Where YYY.YYY.YYY.YYY is your internal ip range (as example 192.168.0.0)
Where XXX.XXX.XXX.XXX is the linux router box internal interface (eth1)

Oh, should I be worried that IP_TABLES doesnt show up with "LSMOD"... I dont understand why, even if IPTABLES seems to be running just fine... ???

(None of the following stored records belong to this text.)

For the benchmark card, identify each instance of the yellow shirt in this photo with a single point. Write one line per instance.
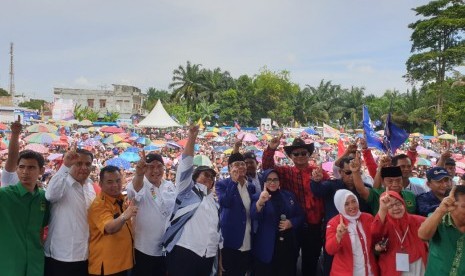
(110, 253)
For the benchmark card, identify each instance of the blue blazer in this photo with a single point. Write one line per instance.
(265, 224)
(232, 212)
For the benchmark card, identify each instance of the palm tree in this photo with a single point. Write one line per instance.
(187, 84)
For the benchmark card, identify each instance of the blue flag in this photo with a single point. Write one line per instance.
(394, 136)
(373, 138)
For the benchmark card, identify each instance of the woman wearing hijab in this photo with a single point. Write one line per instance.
(276, 217)
(402, 252)
(348, 238)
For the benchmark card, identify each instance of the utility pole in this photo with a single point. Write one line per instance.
(12, 73)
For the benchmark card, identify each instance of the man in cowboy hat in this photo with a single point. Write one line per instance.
(297, 180)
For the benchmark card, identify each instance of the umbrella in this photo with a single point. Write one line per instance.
(151, 148)
(85, 123)
(331, 141)
(41, 138)
(118, 162)
(423, 162)
(112, 129)
(133, 149)
(328, 166)
(144, 141)
(202, 160)
(130, 156)
(112, 139)
(247, 137)
(37, 148)
(41, 128)
(447, 137)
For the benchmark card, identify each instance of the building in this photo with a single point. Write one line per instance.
(124, 99)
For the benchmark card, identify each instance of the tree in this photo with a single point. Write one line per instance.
(438, 45)
(187, 85)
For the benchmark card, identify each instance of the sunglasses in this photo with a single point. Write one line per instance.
(347, 172)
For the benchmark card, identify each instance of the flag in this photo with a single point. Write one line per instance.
(340, 148)
(394, 136)
(237, 126)
(329, 132)
(373, 139)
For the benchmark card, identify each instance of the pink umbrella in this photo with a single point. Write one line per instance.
(37, 148)
(328, 166)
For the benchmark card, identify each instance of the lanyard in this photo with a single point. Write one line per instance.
(403, 238)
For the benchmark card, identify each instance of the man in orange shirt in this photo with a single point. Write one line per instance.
(111, 241)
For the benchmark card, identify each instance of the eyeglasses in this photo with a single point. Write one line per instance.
(347, 172)
(238, 164)
(300, 153)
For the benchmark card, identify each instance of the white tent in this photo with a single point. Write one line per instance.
(158, 118)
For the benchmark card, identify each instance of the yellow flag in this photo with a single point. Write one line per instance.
(200, 123)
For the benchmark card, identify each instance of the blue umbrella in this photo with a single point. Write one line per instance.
(119, 162)
(130, 156)
(133, 149)
(151, 148)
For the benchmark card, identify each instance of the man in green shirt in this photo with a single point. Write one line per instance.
(392, 179)
(23, 215)
(445, 231)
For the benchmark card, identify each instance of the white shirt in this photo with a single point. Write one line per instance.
(244, 193)
(200, 233)
(153, 215)
(9, 178)
(68, 232)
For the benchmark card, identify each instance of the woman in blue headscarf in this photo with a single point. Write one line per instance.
(276, 216)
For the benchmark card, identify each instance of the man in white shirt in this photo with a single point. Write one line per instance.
(155, 199)
(70, 193)
(193, 237)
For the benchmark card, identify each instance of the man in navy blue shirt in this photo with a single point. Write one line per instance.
(439, 181)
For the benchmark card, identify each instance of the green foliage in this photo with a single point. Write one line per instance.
(33, 104)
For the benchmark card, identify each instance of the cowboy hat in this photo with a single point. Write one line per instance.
(298, 143)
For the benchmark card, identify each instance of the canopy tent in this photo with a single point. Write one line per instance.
(158, 118)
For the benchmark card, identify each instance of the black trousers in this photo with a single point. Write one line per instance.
(147, 265)
(58, 268)
(311, 241)
(235, 262)
(184, 262)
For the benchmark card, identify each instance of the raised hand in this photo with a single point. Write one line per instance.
(274, 142)
(317, 174)
(356, 163)
(341, 229)
(449, 204)
(71, 157)
(16, 127)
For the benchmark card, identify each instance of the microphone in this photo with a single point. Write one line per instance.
(283, 218)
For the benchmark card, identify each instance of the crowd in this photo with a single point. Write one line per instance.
(253, 211)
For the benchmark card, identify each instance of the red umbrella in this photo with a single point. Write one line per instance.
(112, 129)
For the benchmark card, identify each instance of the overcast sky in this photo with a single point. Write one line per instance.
(93, 44)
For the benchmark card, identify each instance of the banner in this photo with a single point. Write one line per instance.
(63, 109)
(374, 140)
(329, 132)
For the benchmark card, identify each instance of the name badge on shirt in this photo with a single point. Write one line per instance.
(402, 263)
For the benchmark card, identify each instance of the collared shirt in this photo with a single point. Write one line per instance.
(155, 207)
(427, 203)
(375, 194)
(23, 216)
(201, 234)
(298, 182)
(69, 204)
(112, 252)
(244, 193)
(446, 250)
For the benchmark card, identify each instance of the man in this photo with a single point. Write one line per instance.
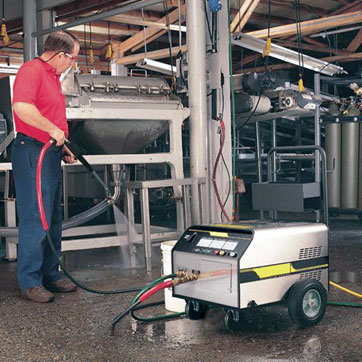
(39, 114)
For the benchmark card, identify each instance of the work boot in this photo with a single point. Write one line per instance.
(62, 285)
(37, 294)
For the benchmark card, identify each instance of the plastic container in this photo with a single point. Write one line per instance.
(172, 304)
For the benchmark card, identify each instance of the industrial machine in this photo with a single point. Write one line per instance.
(252, 264)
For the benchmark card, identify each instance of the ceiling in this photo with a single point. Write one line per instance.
(329, 33)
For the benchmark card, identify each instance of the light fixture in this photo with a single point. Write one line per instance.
(287, 55)
(156, 66)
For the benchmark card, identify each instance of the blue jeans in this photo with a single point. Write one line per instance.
(36, 262)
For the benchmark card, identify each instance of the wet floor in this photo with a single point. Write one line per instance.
(76, 327)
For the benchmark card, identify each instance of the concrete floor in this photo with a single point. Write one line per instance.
(76, 327)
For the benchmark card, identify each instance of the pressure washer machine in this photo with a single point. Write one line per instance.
(251, 264)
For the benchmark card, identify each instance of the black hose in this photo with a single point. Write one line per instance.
(117, 291)
(74, 221)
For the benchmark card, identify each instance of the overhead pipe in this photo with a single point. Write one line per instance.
(29, 26)
(128, 6)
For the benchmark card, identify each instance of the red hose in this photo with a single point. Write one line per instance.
(215, 168)
(39, 196)
(155, 289)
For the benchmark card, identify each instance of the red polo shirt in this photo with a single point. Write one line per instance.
(37, 83)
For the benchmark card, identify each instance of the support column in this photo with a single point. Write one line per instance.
(29, 26)
(44, 20)
(196, 45)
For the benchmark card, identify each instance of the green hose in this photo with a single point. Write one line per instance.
(158, 317)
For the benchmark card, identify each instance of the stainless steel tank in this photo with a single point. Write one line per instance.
(126, 135)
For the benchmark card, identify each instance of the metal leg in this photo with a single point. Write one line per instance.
(131, 235)
(65, 193)
(259, 162)
(145, 214)
(11, 252)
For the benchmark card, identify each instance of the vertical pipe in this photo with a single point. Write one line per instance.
(44, 19)
(333, 150)
(258, 159)
(317, 135)
(298, 136)
(349, 164)
(196, 45)
(274, 213)
(29, 26)
(359, 204)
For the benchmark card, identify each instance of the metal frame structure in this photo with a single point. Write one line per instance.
(183, 220)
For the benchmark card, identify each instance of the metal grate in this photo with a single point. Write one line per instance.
(316, 275)
(308, 253)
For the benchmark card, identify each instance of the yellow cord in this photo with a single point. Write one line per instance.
(345, 290)
(91, 55)
(267, 50)
(300, 85)
(3, 32)
(109, 51)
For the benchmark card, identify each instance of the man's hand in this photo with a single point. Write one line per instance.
(58, 135)
(68, 156)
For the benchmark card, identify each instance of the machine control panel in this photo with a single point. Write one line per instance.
(214, 241)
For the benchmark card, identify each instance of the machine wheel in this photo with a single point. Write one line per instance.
(232, 320)
(195, 310)
(307, 302)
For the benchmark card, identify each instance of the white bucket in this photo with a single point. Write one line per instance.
(172, 304)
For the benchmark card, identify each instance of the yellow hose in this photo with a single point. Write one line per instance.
(345, 290)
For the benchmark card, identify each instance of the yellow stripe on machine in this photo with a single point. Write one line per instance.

ok, I did the following...

this should hopefully be ok?

in /usr/sbin/network-scripts/, I manually changed two files to read:

ifcfg-eth0
----------
DEVICE=eth0
ONBOOT=yes
BOOTPROTO=dhcp

ifcfg-eth1
----------
DEVICE=eth1
BOOTPROTO=static
BROADCAST=192.168.0.255
IPADDR=192.168.0.1
NETMASK=255.255.255.0
NETWORK=192.168.0.0
ONBOOT=yes

So as all the changes I make with IFCONFIG needed be done again next time I reboot.

Then I did:

iptables --flush

iptables --table nat --flush

iptables --delete-chain

iptables --table nat --delete-chain

iptables --table nat --append POSTROUTING --out-interface eth0 -j MASQUERADE

iptables --append FORWARD --in-interface eth1 -j ACCEPT

echo 1 > /proc/sys/net/ipv4/ip_forward

route add -net 192.168.0.0 netmask 255.255.255.0 gw 192.168.0.1 dev eth1


So... how does this look?


PS. One thing that bugs me is that I cant PING anything from the linux box... not my external nor internal IP... is this ok?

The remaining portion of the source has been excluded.